Yes, as you figured out, the winner is chosen at random; the podium information is only for fun.

I will PM you about your username.


----------



## Competition Cuber (Mar 16, 2018)

Mike Hughey said:


> Yes, as you figured out, the winner is chosen at random; the podium information is only for fun.
> 
> I will PM you about your username.


Can I also change my username? (in the comp of course)


----------



## Mike Hughey (Mar 16, 2018)

Competition Cuber said:


> Can I also change my username? (in the comp of course)


It should be noted that your "username" should always be a match to your username here in the Forum. If it's not, then if we ever enable single sign-on, we'll have to fix your account to allow you to log in again once that happens.

But if you're wanting to change the other name that's displayed in lists (built from your first and last names that you entered when you first enabled your account on the competition site), then I can do that for you personally, for now. I'm hoping to make that something that you can change yourself at some point in the near future, but for now, I need to do it manually for you.

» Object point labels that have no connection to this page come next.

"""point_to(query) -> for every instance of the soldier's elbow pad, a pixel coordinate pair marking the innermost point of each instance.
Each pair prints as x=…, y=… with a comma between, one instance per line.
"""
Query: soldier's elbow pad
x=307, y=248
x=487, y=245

Anyone who wants to do that should send me a PM. Please let's leave that sort of thing out of the discussions here - just PM me and I'll take care of your request. Thanks!


----------



## White KB (Sep 9, 2018)

Mike Hughey said:


> It should be noted that your "username" should always be a match to your username here in the Forum. If it's not, then if we ever enable single sign-on, we'll have to fix your account to allow you to log in again once that happens.
> 
> But if you're wanting to change the other name that's displayed in lists (built from your first and last names that you entered when you first enabled your account on the competition site), then I can do that for you personally, for now. I'm hoping to make that something that you can change yourself at some point in the near future, but for now, I need to do it manually for you.
> 
> Anyone who wants to do that should send me a PM. Please let's leave that sort of thing out of the discussions here - just PM me and I'll take care of your request. Thanks!

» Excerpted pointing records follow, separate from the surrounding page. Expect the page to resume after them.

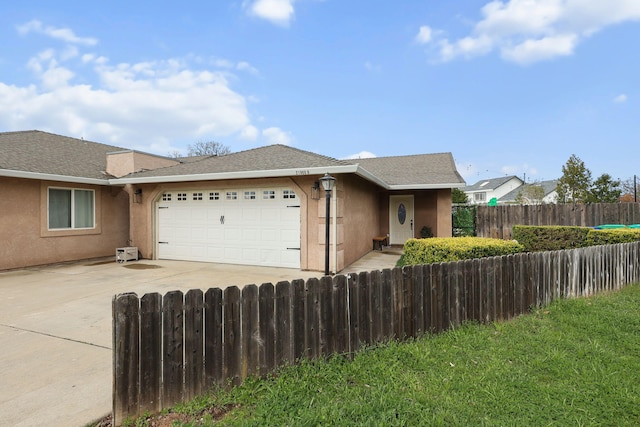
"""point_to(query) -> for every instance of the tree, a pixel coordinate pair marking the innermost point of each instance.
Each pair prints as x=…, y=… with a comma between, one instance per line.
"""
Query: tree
x=209, y=148
x=530, y=194
x=630, y=190
x=605, y=190
x=459, y=196
x=575, y=183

How do you PM? What does it stand for? I got locked out of the competition site, and I can't remember the username.


----------



## cubeshepherd (Sep 9, 2018)

White KB said:


> How do you PM? What does it stand for? I got locked out of the competition site, and I can't remember the username.


PM means either Private Message or personal message (I think the first) but to send a message, click on which ever individual's profile that you are trying to contact and on there main profile page there is a button that says "Start conversation", press on that and from there you will be given the ability to enter a conversation title and type a message.
The other thing you can do is if you have a PC or are using a mouse, then you can move that over the users name and on that there is the same button that says "Start conversation", and that save you having to go to the users profile page.


----------